Introduction: CMR-based staging of myocardial infarction (MI) with or without contrast agents relies on the resolution of edema in the chronic phase, which is determined on the basis of T2-based imaging. However, whether T2 CMR is sufficient for staging all MI types has not been investigated.
Hypothesis: Prolonged inflammation associated with chronic iron deposits following hemorrhagic MIs promote incomplete resolution of edema in the chronic phase which limit the capability of T2 imaging to stage hemorrhagic MIs.

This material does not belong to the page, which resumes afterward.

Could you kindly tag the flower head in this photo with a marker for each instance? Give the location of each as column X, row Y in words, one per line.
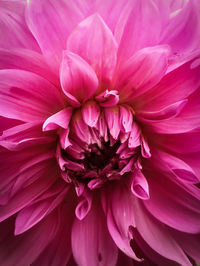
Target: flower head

Material and Methods: Hemorrhagic (n=15) and non-hemorrhagic (n=9) MIs were created in dogs. Multi-parametric non-contrast mapping (T1, T2 and T2*) and late-gadolinium enhancement (LGE) were performed in the acute and chronic phases of MI. T1, T2 and T2* values of the hemorrhagic, infarcted areas surrounding the hemorrhage (peri-hemorrhagic), non-hemorrhagic and un-infarcted/remote territories were measured. The changes in T1, T2 and T2* between the MI territories from remote myocardium were compared with respect to infarct age and field strength. Histopathology and immunohistochemistry were performed to gain insight into CMR findings.
Results: Native T1, T2 and T2* of MI territories and their relative change from remote myocardium showed significant dependence on infarct age and type. Specifically, in the chronic phase of MI, T2 of non-hemorrhagic MI territories resolved to remote levels (% difference in T2=0.0±3.2%); however, T2 of peri-hemorrhagic zones remained elevated relative to remote territories (% difference in T2 =8.6±5.1%) and was associated with ongoing active inflammation.
Conclusion: Combined interpretation of T2 CMR with contrast-enhanced (LGE) or non-contrast-enhanced approaches can stage non-hemorrhagic MIs. However, given the persistent inflammation in the chronic phase of hemorrhagic MIs, both T2 and T2* CMR are required for accurate staging.